At the moment approx. 33 millions of organics are known. Chemspider holds approx. 21M, PUBCHEM-Compounds approx. 18M structures, which represents 2/3 of known chemistry. I know that within CHEMSPIDER structure correction is an ongoing process as it is e.g. within my own CSEARCH-project. NMRshiftdb has been severly improved over the last months, etc.

Now all these systems exchange structures ..... 'A' gets 10,000 structures from 'B', 'A' does some corrections and gives its structures to 'C'. 'B' doesnt know A's corrections and gives also its structures to 'C'. Now 'C' has 2 "versions" of the same structure - in principle you can ignore that for an Inchikey-resolver, but the situation is much more complicated, because CHEMSPIDER, PUBCHEM, etc. have dozens of contributors.

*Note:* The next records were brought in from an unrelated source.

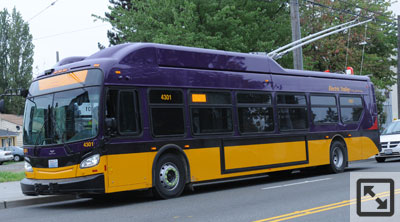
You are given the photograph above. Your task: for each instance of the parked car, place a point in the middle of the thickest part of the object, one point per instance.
(5, 156)
(390, 142)
(17, 152)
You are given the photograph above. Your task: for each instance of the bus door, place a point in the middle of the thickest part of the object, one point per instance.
(127, 159)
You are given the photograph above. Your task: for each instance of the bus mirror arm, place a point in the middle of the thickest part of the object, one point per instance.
(111, 125)
(12, 92)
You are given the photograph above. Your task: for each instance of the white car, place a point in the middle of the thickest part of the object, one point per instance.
(5, 156)
(390, 142)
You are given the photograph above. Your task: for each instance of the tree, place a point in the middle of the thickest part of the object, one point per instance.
(16, 57)
(370, 49)
(232, 25)
(372, 45)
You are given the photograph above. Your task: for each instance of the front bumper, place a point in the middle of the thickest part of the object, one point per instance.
(93, 184)
(7, 158)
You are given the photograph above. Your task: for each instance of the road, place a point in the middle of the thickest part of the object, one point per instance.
(252, 200)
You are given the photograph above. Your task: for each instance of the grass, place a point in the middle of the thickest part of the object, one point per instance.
(10, 176)
(9, 162)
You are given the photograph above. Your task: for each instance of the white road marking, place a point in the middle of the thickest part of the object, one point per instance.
(298, 183)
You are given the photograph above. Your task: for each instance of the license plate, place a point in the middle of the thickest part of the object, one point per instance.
(53, 163)
(388, 151)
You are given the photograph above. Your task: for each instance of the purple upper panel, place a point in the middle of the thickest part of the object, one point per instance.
(150, 56)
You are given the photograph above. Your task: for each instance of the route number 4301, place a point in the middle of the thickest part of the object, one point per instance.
(88, 144)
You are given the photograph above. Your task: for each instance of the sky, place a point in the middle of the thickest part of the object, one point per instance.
(68, 27)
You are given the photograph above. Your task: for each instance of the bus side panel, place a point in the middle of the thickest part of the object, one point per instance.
(318, 151)
(205, 163)
(258, 155)
(129, 171)
(354, 148)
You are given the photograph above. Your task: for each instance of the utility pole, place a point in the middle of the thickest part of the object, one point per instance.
(398, 66)
(57, 56)
(296, 34)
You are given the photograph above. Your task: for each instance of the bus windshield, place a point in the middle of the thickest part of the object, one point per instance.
(393, 128)
(61, 117)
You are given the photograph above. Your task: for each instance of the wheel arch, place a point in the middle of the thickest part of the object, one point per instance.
(176, 150)
(341, 139)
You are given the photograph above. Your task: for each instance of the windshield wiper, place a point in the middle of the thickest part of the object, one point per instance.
(66, 146)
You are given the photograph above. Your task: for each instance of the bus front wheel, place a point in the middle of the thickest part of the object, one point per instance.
(169, 177)
(337, 157)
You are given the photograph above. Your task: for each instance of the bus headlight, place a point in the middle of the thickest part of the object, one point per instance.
(90, 161)
(28, 167)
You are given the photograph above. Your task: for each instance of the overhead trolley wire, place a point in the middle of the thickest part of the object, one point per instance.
(53, 3)
(348, 12)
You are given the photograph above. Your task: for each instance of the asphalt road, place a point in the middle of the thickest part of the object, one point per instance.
(311, 195)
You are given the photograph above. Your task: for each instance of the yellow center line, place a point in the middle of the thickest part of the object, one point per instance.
(319, 209)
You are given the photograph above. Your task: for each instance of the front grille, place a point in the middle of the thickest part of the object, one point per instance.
(393, 144)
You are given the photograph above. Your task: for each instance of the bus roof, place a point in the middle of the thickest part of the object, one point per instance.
(189, 57)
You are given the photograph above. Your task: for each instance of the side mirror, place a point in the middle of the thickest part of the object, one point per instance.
(23, 92)
(2, 106)
(111, 124)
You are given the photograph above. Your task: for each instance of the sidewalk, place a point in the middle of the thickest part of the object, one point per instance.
(12, 196)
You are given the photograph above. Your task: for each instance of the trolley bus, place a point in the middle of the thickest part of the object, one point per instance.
(152, 116)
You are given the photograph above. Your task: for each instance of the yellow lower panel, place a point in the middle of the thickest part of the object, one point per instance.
(55, 173)
(66, 172)
(264, 154)
(129, 170)
(318, 152)
(369, 148)
(354, 148)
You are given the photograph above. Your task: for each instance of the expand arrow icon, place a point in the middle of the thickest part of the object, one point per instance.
(382, 204)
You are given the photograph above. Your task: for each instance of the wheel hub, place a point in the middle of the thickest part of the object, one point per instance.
(169, 176)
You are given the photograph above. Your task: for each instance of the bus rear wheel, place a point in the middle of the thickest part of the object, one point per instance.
(170, 177)
(337, 157)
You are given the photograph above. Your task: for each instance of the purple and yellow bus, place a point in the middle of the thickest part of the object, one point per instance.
(151, 116)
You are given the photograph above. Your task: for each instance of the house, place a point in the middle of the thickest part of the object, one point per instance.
(10, 130)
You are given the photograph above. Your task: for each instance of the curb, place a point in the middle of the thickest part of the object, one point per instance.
(33, 201)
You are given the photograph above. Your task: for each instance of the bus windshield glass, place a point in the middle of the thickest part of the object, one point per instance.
(61, 117)
(393, 128)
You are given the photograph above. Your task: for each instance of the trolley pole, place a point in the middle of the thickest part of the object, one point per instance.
(296, 34)
(398, 66)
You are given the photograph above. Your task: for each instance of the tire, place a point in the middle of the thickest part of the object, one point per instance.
(380, 159)
(170, 177)
(337, 157)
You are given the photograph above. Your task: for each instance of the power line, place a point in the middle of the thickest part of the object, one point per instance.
(74, 31)
(347, 12)
(366, 9)
(53, 3)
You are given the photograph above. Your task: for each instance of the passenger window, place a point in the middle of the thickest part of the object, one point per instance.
(128, 122)
(123, 106)
(292, 112)
(324, 109)
(167, 114)
(255, 112)
(211, 112)
(351, 108)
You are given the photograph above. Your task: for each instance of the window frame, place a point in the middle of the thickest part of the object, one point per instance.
(324, 106)
(256, 105)
(351, 106)
(166, 105)
(192, 105)
(139, 121)
(137, 114)
(306, 106)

I have definitely understanding of data-curation and I know that data-curation is sometimes a work like 'Sherlock Holmes' has done, because experimental parts of publications (and especially NMR-assignments) tends to be cryptic. We have a lot of systems in parallel, everybody doing his/her job seriously, spends a lot of time on data-curation. What we need is not 10, 20, maybe 100 structure repositories - each of it is incomplete (see above). What we really need is ONE SINGLE STRUCTURE REPOSITORY ( we live on only ONE PLANET ! ) - now I also put my kevlar vest on and put 300 feet landmines around my house - we have it, its CAS ! Sorry to say so, but this is the most complete one. When you are interested in a specific structure and you dont find it in Chemspider, emolecules, Pubchem, etc. - what does this answer tell you. It simply tells you, it is not stored - it DOES NOT TELL you, that IT DOES NOT EXIST ! I am quite sure I will be (hopefully only virtually) beaten by the community for this statement, but please keep in mind the relationship between 'new things' (algorithm, data, new procedures, etc.) and 'data-curation' when hosting a large database. The 'curation-effort' doesnt linearly increase with the size of the database - its at least a quadratic relationship.

What we need is ONE, CENTRALIZED place for structures and 'retrieval functionality' (including this inchikey-resolver), which covers the COMPLETE KNOWN CHEMISTRY and NOT hundreds of incomplete and severly overlapping installations. Let me know, when I can put off my kevlar vest ;-))

An example in order to convince that this (highly desirable) curation-process leads to a lot of confusion:

Globostellatic acid F: was drawn with C-O-O-H (hydroperoxide) instead of a carboxyl group in NMRSHIFTDB -> the data went to PUBCHEM ( CID: 15938977 / original NMRSHIFTDB-number was 22047)

Within NMRShiftDB this entry has been corrected: NMRSHIFTDB-number 20093989 and went again to PUBCHEM: CID=11526176

Do a search on PUBCHEM for the name 'globostellatic' - you end up with 2 'globostellatic acid F' structures, one is correct, the other is a hydroperoxide instead of an acid. Its simply applied error-propagation ...... like in school, when you put your eyes into your neighbors work. When you copy it perfectly, you are consistent, but your examination might also be completely wrong, when your neighbor failes. In chemistry we have a more technical term - its called 'citation'.